Heidelberg and Fuji stats show some signs of pick-up

Heidelberg's latest stats show worldwide production trends
Heidelberg's latest stats show worldwide production trends

The latest printing industry performance stats from Heidelberg show some signs of recovery in the UK commercial print market, although it is still lagging behind the rest of Europe.

In April Printweek revealed that the manufacturer’s Print Media Industry Climate Report had shown that the situation in UK commercial print had crashed to the most severe level of ‘1’, described as “severe impact: multiple print shops stop production completely”.

Heidelberg’s latest stats, for week 26 (the week beginning 22 June), now show that the UK is still classed as “severe impact”, but with an improved score of 2.4.

In a snapshot Heidelberg said it had observed a “steady improvement in commercial print” in the UK.

However, UK commercial print remains in the red zone, with France, Germany, Italy and Poland among the countries now showing much improved ‘green’ ratings.

The UK packaging and labels segment score has nudged up slightly from 5.4 to 5.6, classed as: “minor impact, limited reduction of production.”

Heidelberg's report involves anonymised data from some 5,000 offset presses around the world that are connected to its cloud system for monitoring press performance. The interactive charting extends to about 50 countries.

Mark Stephenson, digital printing and press systems product manager at Fujifilm Graphic Systems EMEA, has also shared some performance data from the firm’s Jet Press users in Western Europe that showed an uptick in activity.

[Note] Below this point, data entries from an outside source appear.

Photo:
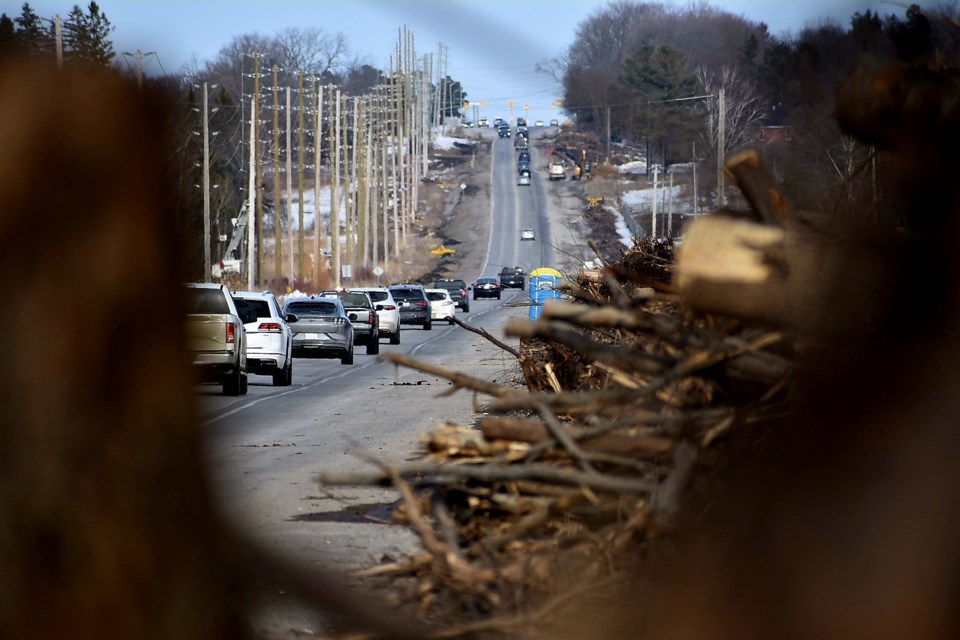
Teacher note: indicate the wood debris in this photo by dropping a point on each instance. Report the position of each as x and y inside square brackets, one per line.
[630, 396]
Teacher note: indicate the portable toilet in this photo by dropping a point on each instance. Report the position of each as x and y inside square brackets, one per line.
[544, 285]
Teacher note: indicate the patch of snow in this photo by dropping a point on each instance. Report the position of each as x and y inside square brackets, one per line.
[446, 142]
[637, 167]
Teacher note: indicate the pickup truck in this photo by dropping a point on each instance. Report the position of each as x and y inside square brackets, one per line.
[363, 316]
[215, 337]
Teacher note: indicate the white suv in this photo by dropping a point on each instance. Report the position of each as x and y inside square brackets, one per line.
[388, 311]
[269, 339]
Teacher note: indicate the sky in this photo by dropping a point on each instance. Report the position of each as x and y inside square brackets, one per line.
[494, 45]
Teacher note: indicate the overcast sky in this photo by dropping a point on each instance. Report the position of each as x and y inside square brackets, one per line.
[494, 45]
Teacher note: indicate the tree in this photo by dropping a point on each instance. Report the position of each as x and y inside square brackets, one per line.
[453, 98]
[744, 107]
[657, 78]
[25, 34]
[86, 37]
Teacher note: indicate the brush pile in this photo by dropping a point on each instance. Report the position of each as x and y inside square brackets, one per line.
[562, 487]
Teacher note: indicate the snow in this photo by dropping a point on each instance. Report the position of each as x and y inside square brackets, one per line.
[447, 142]
[637, 167]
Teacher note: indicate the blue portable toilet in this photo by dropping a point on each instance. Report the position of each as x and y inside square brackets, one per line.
[544, 285]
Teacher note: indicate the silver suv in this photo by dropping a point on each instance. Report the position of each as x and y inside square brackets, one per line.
[269, 340]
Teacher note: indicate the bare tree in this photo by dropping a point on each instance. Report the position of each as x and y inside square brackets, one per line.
[744, 109]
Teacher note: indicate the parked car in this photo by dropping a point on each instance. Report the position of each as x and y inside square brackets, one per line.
[215, 337]
[413, 303]
[388, 313]
[442, 306]
[363, 316]
[486, 288]
[458, 291]
[512, 277]
[269, 343]
[320, 327]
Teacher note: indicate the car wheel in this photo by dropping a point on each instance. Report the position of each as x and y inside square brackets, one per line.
[231, 387]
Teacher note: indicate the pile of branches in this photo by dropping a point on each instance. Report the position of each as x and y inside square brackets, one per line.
[629, 395]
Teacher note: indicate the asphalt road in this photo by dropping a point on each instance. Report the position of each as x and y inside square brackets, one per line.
[265, 448]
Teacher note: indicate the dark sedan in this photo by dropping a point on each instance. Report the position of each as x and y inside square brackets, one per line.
[486, 288]
[511, 277]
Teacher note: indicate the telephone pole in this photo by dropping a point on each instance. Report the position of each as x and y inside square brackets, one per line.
[277, 208]
[300, 163]
[207, 262]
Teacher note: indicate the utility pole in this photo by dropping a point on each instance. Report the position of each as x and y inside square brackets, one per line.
[258, 173]
[277, 209]
[289, 169]
[335, 196]
[721, 143]
[317, 157]
[653, 224]
[696, 197]
[351, 179]
[58, 40]
[252, 200]
[206, 188]
[300, 164]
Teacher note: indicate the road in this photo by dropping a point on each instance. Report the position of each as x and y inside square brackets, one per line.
[264, 448]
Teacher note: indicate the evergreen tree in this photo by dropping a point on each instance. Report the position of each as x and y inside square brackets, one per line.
[86, 37]
[657, 76]
[25, 34]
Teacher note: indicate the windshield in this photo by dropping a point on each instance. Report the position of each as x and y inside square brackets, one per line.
[251, 308]
[312, 308]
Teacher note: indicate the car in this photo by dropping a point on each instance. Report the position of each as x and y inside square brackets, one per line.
[320, 327]
[363, 316]
[458, 291]
[215, 337]
[511, 277]
[486, 288]
[269, 339]
[442, 306]
[413, 303]
[388, 313]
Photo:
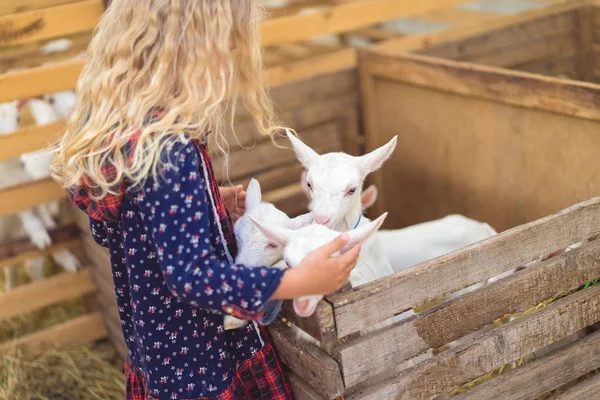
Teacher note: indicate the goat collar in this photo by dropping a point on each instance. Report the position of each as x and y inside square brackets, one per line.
[358, 222]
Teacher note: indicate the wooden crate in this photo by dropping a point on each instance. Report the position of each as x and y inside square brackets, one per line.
[27, 26]
[509, 148]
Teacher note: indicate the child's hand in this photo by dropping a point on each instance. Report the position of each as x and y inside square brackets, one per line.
[234, 198]
[319, 272]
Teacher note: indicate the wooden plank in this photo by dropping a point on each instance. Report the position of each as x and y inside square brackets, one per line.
[585, 31]
[324, 138]
[509, 87]
[584, 390]
[37, 295]
[566, 64]
[10, 7]
[27, 195]
[507, 38]
[309, 362]
[38, 81]
[490, 351]
[343, 18]
[17, 251]
[49, 23]
[336, 61]
[75, 332]
[29, 139]
[478, 27]
[320, 325]
[302, 390]
[528, 52]
[436, 278]
[545, 374]
[366, 358]
[454, 15]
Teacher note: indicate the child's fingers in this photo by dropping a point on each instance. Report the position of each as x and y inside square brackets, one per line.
[334, 246]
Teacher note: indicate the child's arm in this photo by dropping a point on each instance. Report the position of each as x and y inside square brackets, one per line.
[177, 213]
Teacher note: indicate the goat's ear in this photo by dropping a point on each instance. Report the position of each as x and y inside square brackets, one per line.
[275, 233]
[305, 154]
[375, 159]
[304, 184]
[301, 221]
[368, 197]
[364, 232]
[253, 195]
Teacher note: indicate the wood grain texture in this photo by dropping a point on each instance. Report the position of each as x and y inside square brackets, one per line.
[505, 38]
[490, 351]
[37, 295]
[366, 358]
[52, 22]
[545, 374]
[27, 195]
[29, 139]
[16, 251]
[478, 27]
[81, 330]
[585, 390]
[357, 309]
[309, 362]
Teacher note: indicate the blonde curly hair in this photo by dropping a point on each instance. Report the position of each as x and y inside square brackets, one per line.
[190, 58]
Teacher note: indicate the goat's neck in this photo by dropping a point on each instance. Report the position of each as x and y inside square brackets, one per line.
[350, 220]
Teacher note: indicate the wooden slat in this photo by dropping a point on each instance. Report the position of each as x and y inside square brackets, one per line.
[13, 7]
[507, 38]
[37, 295]
[78, 331]
[584, 390]
[331, 62]
[510, 87]
[320, 325]
[545, 374]
[343, 18]
[309, 362]
[490, 351]
[528, 52]
[51, 22]
[302, 390]
[38, 81]
[323, 138]
[29, 139]
[30, 194]
[366, 358]
[477, 27]
[585, 46]
[434, 279]
[17, 251]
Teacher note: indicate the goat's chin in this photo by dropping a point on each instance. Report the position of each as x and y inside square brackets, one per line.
[305, 306]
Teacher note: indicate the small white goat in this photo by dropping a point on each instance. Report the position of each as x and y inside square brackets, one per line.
[32, 165]
[301, 242]
[254, 248]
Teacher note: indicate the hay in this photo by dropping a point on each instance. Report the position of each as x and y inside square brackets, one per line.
[84, 373]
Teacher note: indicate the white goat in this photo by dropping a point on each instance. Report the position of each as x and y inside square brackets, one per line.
[32, 165]
[254, 248]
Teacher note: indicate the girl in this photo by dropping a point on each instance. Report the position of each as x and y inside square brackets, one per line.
[161, 79]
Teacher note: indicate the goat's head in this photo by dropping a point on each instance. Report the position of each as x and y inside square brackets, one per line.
[335, 180]
[300, 242]
[254, 248]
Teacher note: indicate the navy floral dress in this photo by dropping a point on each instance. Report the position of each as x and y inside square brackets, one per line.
[172, 249]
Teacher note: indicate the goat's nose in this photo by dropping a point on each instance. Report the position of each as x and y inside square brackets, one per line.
[321, 219]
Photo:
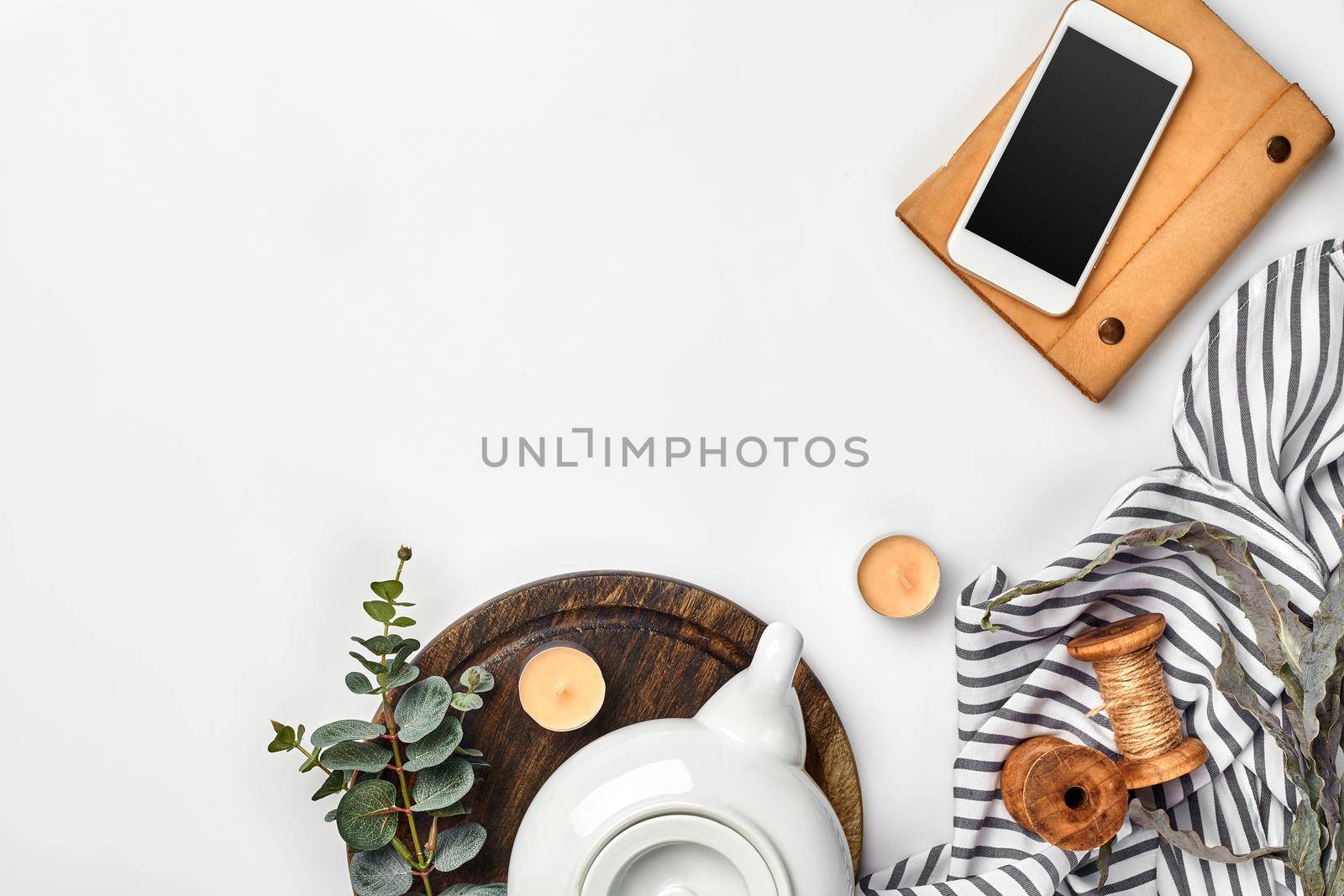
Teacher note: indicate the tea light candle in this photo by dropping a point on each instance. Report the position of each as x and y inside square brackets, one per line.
[898, 575]
[562, 687]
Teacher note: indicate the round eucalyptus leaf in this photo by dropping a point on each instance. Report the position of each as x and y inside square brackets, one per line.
[389, 590]
[335, 732]
[402, 676]
[360, 683]
[477, 680]
[443, 785]
[376, 668]
[333, 785]
[423, 708]
[355, 755]
[380, 873]
[467, 701]
[436, 747]
[378, 645]
[459, 846]
[380, 610]
[367, 815]
[284, 739]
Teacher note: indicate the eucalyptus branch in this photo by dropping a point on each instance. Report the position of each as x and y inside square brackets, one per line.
[423, 738]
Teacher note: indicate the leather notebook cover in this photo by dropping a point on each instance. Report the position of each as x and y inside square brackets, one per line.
[1207, 184]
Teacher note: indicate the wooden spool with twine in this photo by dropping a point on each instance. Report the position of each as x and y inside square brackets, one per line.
[1073, 797]
[1142, 716]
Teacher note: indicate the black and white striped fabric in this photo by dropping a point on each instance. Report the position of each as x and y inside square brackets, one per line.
[1260, 434]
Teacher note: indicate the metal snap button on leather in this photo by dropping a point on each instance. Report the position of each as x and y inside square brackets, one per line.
[1110, 331]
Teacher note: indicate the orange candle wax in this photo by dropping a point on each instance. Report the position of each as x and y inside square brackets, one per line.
[900, 575]
[562, 687]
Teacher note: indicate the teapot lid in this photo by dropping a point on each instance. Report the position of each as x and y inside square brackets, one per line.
[679, 856]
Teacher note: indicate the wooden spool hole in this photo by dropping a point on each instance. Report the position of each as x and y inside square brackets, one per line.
[1073, 797]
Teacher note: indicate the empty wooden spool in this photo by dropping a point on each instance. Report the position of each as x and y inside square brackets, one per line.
[1073, 797]
[1166, 754]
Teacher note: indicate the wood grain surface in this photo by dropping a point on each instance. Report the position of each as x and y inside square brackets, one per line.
[664, 647]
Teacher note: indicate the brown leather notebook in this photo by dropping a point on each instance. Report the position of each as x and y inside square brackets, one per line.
[1236, 141]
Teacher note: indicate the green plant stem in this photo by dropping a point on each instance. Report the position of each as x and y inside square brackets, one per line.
[311, 755]
[396, 755]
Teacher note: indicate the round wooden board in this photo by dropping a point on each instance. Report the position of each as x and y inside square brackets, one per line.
[664, 647]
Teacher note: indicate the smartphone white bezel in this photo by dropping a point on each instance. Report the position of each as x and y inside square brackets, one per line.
[1011, 273]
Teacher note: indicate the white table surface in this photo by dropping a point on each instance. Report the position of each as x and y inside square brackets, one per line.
[272, 269]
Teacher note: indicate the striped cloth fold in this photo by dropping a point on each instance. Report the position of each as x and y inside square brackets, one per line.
[1258, 426]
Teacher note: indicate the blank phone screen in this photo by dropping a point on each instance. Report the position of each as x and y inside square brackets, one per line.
[1075, 149]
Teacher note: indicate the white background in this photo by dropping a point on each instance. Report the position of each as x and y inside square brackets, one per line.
[270, 270]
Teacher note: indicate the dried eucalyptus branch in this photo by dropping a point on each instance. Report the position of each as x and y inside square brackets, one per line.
[423, 750]
[1310, 665]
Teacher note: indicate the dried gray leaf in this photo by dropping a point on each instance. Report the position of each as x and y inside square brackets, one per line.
[1320, 658]
[423, 708]
[459, 846]
[355, 755]
[335, 732]
[1104, 862]
[443, 785]
[366, 815]
[1156, 821]
[1304, 849]
[436, 747]
[381, 872]
[1231, 680]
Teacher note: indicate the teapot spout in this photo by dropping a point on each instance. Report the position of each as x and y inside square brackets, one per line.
[759, 708]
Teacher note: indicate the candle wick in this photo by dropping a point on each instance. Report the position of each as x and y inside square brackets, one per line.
[905, 579]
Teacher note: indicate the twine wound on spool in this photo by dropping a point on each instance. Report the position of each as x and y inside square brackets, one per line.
[1142, 715]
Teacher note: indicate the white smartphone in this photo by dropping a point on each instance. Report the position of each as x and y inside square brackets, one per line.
[1070, 157]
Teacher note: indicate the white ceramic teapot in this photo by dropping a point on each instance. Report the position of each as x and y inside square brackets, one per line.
[717, 805]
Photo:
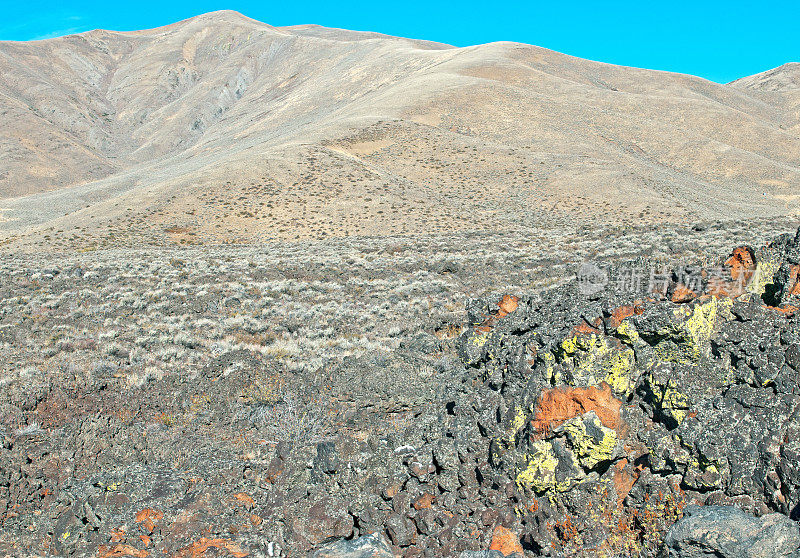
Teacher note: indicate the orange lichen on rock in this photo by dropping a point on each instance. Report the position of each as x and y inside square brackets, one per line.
[245, 499]
[119, 551]
[682, 294]
[585, 328]
[199, 548]
[505, 541]
[424, 502]
[147, 518]
[624, 312]
[623, 480]
[508, 304]
[742, 263]
[559, 404]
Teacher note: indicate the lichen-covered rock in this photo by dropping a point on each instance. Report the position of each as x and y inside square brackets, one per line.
[367, 546]
[727, 532]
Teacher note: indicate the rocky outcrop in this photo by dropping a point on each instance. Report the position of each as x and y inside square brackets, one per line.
[613, 408]
[727, 532]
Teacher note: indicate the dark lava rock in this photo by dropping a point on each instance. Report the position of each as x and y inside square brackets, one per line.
[368, 546]
[727, 532]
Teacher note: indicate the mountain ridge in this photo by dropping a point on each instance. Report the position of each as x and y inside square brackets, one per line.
[161, 121]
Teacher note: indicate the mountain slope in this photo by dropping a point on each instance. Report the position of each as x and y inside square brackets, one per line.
[221, 128]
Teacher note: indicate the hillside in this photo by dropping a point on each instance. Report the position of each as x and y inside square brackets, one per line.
[224, 129]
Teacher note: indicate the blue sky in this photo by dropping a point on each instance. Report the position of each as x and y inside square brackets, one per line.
[718, 40]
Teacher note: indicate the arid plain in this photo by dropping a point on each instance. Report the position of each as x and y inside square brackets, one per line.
[287, 291]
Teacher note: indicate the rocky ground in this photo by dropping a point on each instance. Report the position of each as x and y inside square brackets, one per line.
[413, 396]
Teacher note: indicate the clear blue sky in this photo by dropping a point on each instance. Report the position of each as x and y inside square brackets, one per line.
[719, 40]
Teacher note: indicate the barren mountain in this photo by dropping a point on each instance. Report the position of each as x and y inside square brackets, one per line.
[224, 129]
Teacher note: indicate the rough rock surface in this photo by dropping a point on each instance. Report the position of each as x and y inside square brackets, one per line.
[727, 532]
[577, 420]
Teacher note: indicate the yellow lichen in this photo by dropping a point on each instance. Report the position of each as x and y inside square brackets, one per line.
[593, 447]
[540, 472]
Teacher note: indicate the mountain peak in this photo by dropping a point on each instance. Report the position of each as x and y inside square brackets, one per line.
[782, 78]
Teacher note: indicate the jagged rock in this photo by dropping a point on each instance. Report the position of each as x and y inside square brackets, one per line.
[367, 546]
[727, 532]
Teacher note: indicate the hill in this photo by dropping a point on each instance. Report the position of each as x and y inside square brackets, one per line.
[221, 129]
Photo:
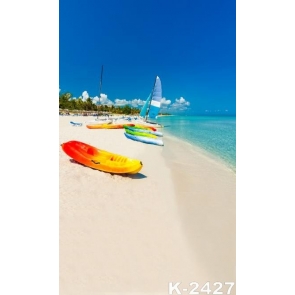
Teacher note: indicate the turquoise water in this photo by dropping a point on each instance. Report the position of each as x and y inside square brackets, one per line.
[214, 134]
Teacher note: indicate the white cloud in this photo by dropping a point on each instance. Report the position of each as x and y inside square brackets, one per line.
[102, 100]
[85, 95]
[180, 104]
[165, 103]
[121, 102]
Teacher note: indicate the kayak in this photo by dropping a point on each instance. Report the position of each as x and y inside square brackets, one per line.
[95, 158]
[148, 131]
[144, 127]
[76, 124]
[138, 133]
[144, 139]
[107, 126]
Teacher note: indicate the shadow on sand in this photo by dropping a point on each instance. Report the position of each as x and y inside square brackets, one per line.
[133, 176]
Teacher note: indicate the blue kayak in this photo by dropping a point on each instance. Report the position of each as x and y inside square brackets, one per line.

In a post on LinkedIn, Stephenson said: “We've been looking at the latest usage data across our fleet of Jet Press users in Europe and the signs are encouraging. Our chart takes the last week of February as its origin to plot how usage fell to around 30% of the average in April, followed by a recovery to 70% in May that seems to be holding.

“We believe that the next few months will bring us back to pre-Covid levels so watch this space for an update when we have some more data.”

Stephenson said that it was “pretty obvious” that the UK had been harder hit by the virus because of the high number of cases here.